Stronger than the push of the past
Is the pull of the future
Stronger than the pull of the future
Is the flow of the present 🙏🔥🧡🔥🙏
Here I am from last week birthday break in Kephalonia, as the morning sun rises, doing my classic 6-step Warrior flow on the seashore. For many years I taught the static warrior pose, which is the traditional Hatha Yoga method, but feeling the need to make things more interesting and challenging for students who’d been coming for years, we blossomed into flow sequences erupting out of the individual poses. This, of course, is the emphasis of ‘flow yoga’, the dominant theme on Instagram, due to its endless creative variations, which appeal to the Western preference for self-expression, rather than self-control. A yoga flow also expresses outwardly, what happens inwardly, within the yoga and meditation process, when our concentration becomes meditation, and our outer stillness becomes inner flow. There is a famous saying that the pull of the future is stronger than the push of the past.

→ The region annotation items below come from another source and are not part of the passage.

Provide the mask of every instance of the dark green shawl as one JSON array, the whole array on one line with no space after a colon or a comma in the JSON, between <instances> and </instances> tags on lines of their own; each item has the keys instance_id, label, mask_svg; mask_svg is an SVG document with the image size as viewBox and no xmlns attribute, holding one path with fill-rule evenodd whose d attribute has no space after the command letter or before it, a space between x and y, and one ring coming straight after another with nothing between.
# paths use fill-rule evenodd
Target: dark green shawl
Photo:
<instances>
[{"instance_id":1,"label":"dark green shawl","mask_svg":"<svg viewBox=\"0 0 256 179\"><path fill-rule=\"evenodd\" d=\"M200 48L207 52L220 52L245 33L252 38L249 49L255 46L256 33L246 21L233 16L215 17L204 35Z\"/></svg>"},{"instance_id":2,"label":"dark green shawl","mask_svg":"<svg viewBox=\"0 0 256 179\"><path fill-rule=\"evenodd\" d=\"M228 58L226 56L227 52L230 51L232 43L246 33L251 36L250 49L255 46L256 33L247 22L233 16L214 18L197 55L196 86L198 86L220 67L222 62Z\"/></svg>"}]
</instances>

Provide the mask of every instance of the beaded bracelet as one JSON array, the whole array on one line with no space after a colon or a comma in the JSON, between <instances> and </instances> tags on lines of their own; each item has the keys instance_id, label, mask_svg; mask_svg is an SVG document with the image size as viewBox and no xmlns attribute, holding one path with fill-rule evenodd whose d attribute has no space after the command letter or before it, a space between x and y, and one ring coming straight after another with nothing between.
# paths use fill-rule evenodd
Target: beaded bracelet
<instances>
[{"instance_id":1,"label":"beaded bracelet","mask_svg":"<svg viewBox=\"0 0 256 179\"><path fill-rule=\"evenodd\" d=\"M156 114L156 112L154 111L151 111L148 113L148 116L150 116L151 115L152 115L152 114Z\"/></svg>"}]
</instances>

This means that whatever happened to us in the past, which we may be carrying in the present, we are still creating new futures all the time, and the pull of the future, reflected in present actions, will ultimately overcome the push of the past. We literally recreate ourselves every moment, although that isn’t to downplay the importance of facing our inner demons, which may limit our freedom of action to plant new seeds in the present. This future orientation is the focus of Cognitive Behavioural Therapy, whilst Person Centred Counselling has tended to focus on facing the past. Focus, in yoga, is also a flow towards an object, which is, in a sense, always in the future. And yet the future is not the most powerful transformational force. When our focus becomes a flow, we feel a heightened engagement in the here and now, which takes us beyond our dreams, into a timeless moment, which is ever surprising and ever new.